Eis parte da justificação de situar a acção naquela zona dos Estados Unidos. Nada a ver, por exemplo, com a tradição do romance negro americano. “Não tem a ver com isso, mas com a minha percepção do que é a ficção”, afirma, os olhos azuis a irem da chávena de café à montra do restaurante, e depois a fixarem-se no interlocutor. “Todos os meus livros anteriores a Quebert estavam muito relacionados comigo, havia uma ligação muito forte com ‘eu, Joël’. Era ‘eu, Joël’ em Genebra; como ‘eu, Joël’ sentia, pensava, quem sou. Havia uma fotografia minha em cada livro, com mais ou menos ficção. No primeiro romance que publiquei [Os Últimos Dias dos Nossos Pais] há ainda uma parte de mim. Mas quando me sentei a escrever Quebert interroguei-me: porque é que quero escrever? Nesse processo de escrita percebi que não estou interessado em mim; não estou interessado em contar o que sinto, o que penso, e muito menos em contar isso a mim mesmo, porque como autor sou o primeiro a ler o que escrevo. O que eu estava a fazer era muito aborrecido para mim. Ao escrever sobre esse ‘eu, Joël’, estava a falar do que já sabia. Foi quando concluí que devia escrever ficção, pura ficção.”

Porque escreve?

Volta-se então a essa pergunta essencial, “porque escreve?” e a resposta vem assim: “Escrevo porque gosto de ler romances e é isso que quero fazer.” Isso deu-lhe uma nova perspectiva. Joël parecia ser sobretudo possível num lugar: Genebra. E se Joël queria fugir de si mesmo, teria de sair desse lugar. “Como é que posso escrever uma história passada em Genebra, onde vivo todo o tempo? Conheço todos os lugares de Genebra e tudo me levava a coisas pessoais, tudo me levava à minha percepção do lugar. Genebra não era grande o suficiente para nela caber a minha realidade e a minha ficção.” Veio então a hipótese: “E se eu tentasse pôr a história num sítio que conheço bem, tão bem quanto Genebra, mas onde não vivo, do qual tenho uma distância? Esse lugar era a Costa Leste dos Estados Unidos. Conheço muito bem, continuo a ir lá com muita frequência. Tentei e tive um sentimento especial de liberdade, senti-me livre enquanto artista, como autor. Livre para fazer qualquer coisa. E isso estava puramente na cabeça. Posso sem qualquer problema ser capaz de criar uma cidade ficcional na Costa Leste, mas não seria capaz de fazer isso nos arredores de Genebra. Talvez seja a minha fraqueza de jovem autor, não me conseguir desligar de um lugar que conheço muito bem. Conheço Genebra e todas as cidades à beira do lago. Tentei escolher uma cidade ou criar uma cidade junto ao lago como Vevey ou Montreux. Não fui capaz, enquanto Joël. Foi claro para mim que enquanto ficcionista eu não tinha as ferramentas para situar um romance num sítio que fosse muito real para mim.”
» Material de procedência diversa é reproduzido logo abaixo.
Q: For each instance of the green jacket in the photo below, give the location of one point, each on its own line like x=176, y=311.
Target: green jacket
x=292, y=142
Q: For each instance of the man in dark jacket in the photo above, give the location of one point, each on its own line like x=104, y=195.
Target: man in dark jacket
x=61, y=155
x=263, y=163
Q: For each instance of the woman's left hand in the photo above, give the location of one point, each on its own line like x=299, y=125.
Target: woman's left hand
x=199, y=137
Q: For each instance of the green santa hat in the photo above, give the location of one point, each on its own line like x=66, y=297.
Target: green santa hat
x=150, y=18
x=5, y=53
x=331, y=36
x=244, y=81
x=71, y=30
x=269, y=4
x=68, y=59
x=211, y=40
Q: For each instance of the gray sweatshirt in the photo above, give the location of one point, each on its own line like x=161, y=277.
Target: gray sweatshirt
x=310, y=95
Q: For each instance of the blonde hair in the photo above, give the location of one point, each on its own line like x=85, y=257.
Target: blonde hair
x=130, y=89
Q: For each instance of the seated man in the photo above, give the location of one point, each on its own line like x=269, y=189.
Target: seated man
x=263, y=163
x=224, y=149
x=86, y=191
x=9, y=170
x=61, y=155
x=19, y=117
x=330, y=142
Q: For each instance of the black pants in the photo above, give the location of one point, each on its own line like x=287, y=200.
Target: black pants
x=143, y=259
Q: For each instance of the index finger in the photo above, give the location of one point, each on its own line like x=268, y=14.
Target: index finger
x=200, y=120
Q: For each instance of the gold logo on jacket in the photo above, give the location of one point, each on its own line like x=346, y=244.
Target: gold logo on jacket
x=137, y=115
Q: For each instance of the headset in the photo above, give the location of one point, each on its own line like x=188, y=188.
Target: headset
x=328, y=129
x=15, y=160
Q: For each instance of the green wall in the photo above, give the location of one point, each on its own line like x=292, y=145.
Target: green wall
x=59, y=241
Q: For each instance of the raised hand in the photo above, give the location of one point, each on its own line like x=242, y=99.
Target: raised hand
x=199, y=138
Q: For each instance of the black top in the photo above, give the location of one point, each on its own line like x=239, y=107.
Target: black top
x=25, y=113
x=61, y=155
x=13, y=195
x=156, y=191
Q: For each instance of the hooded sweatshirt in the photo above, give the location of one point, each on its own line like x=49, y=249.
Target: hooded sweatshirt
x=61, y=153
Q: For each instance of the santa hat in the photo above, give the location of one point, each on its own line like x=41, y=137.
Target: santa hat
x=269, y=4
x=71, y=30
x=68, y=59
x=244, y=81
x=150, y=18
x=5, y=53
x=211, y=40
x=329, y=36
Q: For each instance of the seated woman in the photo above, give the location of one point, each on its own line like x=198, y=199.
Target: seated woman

No terceiro romance, O Livro dos Baltimore (2015), Dicker continua na América, dessa vez a Nova Jérsia, e há outra vez a comparação com Marcus Goldman que diz que escreve porque os livros são mais fortes do que a vida. Joel acredita nisso? “Sim, enquanto leitor. Porque a vida é muito limitada. Na ficção, posso evadir-me de mim e estar no livro com as personagens. Isso é muito forte.” Mas nos Baltimore o crime fica de lado e a investigação é sobre uma família. É Dicker a procurar a fuga ao rótulo e a tentar o que chama de pura ficção. “Ficção pura é uma coisa baseada apenas na nossa criatividade.” Não implica, no entanto, eliminar-se por completo. “Há sempre alguma coisa de mim em todas as personagens. Fui eu que as criei. Mas não sei; é mais uma projecção.” Por exemplo, quando alguns leitores comparam o belo e bem-sucedido escritor Marcus Goldman com Joël Dicker. “Há um lado de Marcus, na sua ambição e no modo como lida com ela que poderia ser a forma como eu lidaria com isso. Mas também o modo como Harry lida com o seu sucesso e com todos os problemas. E a resposta dele ao que ele faz é a minha resposta. Eles são o lado diferente do que eu poderia ser. Mas o que me move é a minha curiosidade por alguma coisa que não conheço. Eu, como autor, sou movido por uma espécie de fome que quero saciar. Escrever uma história é passar dois anos sozinho comigo e eu não quero repetir receitas. Este é um livro diferente, e difícil, há muitas personagens, é muito longo, não contém todos os ingredientes para garantir o sucesso. É o oposto.” Fala em riscos, em necessidade de arriscar, na falha. “Continuo a ser um autor muito jovem, terei certamente mais livros a ser recusados pelos editores. Sinto que os meus leitores me irão perdoar por correr riscos, mas não me perdoariam por fazer as coisas da maneira mais simples. Tento de estar ciente disso. Espero que haja muitos livros por vir e que a minha carreira esteja no início e não já concluída.” E acerca de ser o autor mais conhecido da Suíça... “A Suíça é um país muito pequeno. Em 2018 toda a gente pode ser famosa. É muito fácil, basta correr nu pelas ruas e pôr isso na Internet. Não penso nisso. Tento apenas concentrar-me no que quero fazer e há sempre alguém melhor, mais conhecido.”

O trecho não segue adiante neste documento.